Compliance is the part of payment systems that determines whether you can ship. Agent-initiated payments don't change PCI scope much but add new questions around consent, identity, and authorization that regulators are still catching up to. Knowing the landscape avoids the expensive surprise.
PCI DSS — card data handling
If you touch raw card numbers, you're in PCI scope: hundreds of pages of requirements, annual audits. Avoidance is the strategy: use tokenization (Stripe, Adyen, Braintree return tokens). Your app only sees tokens; processor handles raw data. Reduces scope from PCI Level 1 to PCI SAQ A.
GDPR and consent
User consent for agent-initiated payments must be explicit, specific, informed. Pre-checked boxes don't count. Withdrawal must be as easy as granting. The consent record (timestamp, scope, version) is itself sensitive data — protect it.
Strong Customer Authentication (SCA)
EU PSD2 requires SCA for most online payments: two of (something you know, have, are).

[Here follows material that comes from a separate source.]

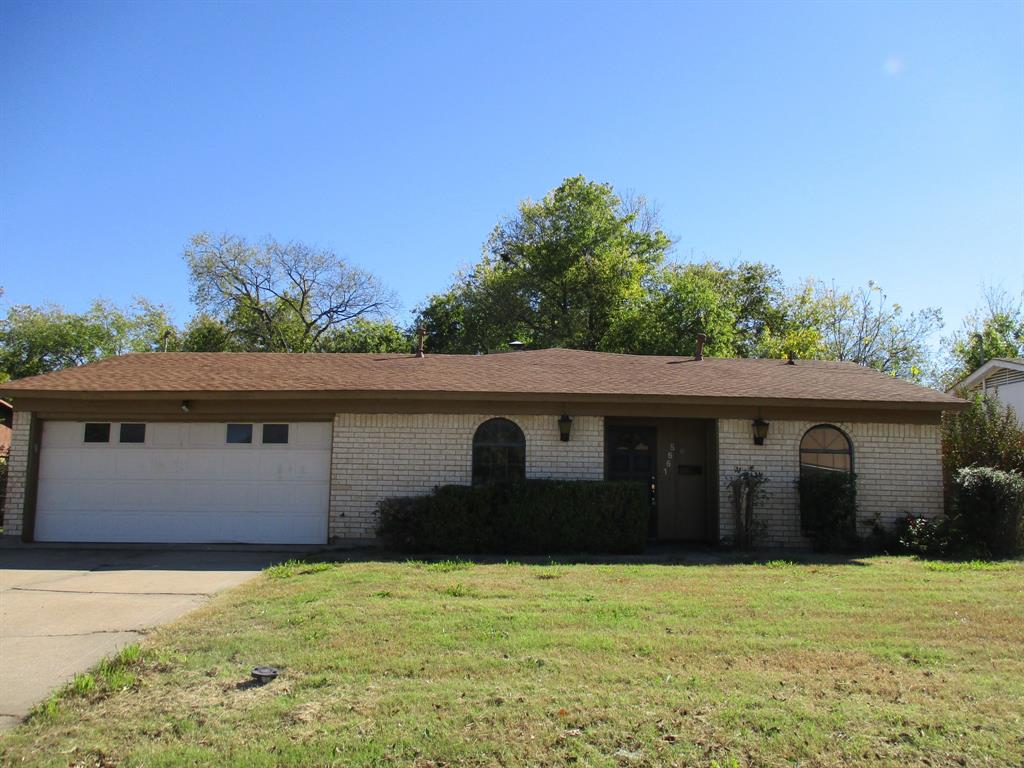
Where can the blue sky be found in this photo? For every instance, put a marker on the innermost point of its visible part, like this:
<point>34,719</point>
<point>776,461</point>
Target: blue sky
<point>850,141</point>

Card-on-file flows are mostly exempt under merchant-initiated transactions, but only if the agent's scope was properly authorized initially. Get the initial auth right; renewals are easier.
Regional KYC and AML
Marketplaces in many jurisdictions are 'money transmitters' under local law. KYC (Know Your Customer) on merchants: identity verification, sanctions list checks. AML (Anti-Money Laundering): transaction monitoring, suspicious activity reporting. Compliance partners (Stripe Connect, Plaid Identity) handle most of this.
Agent-specific gray areas
Regulators are still catching up. Open questions: is an agent's purchase a 'recurring' or 'one-time' transaction (affects SCA exemptions)? What's the customer-of-record for refunds? Document your interpretation, watch for guidance, plan to change if rules clarify.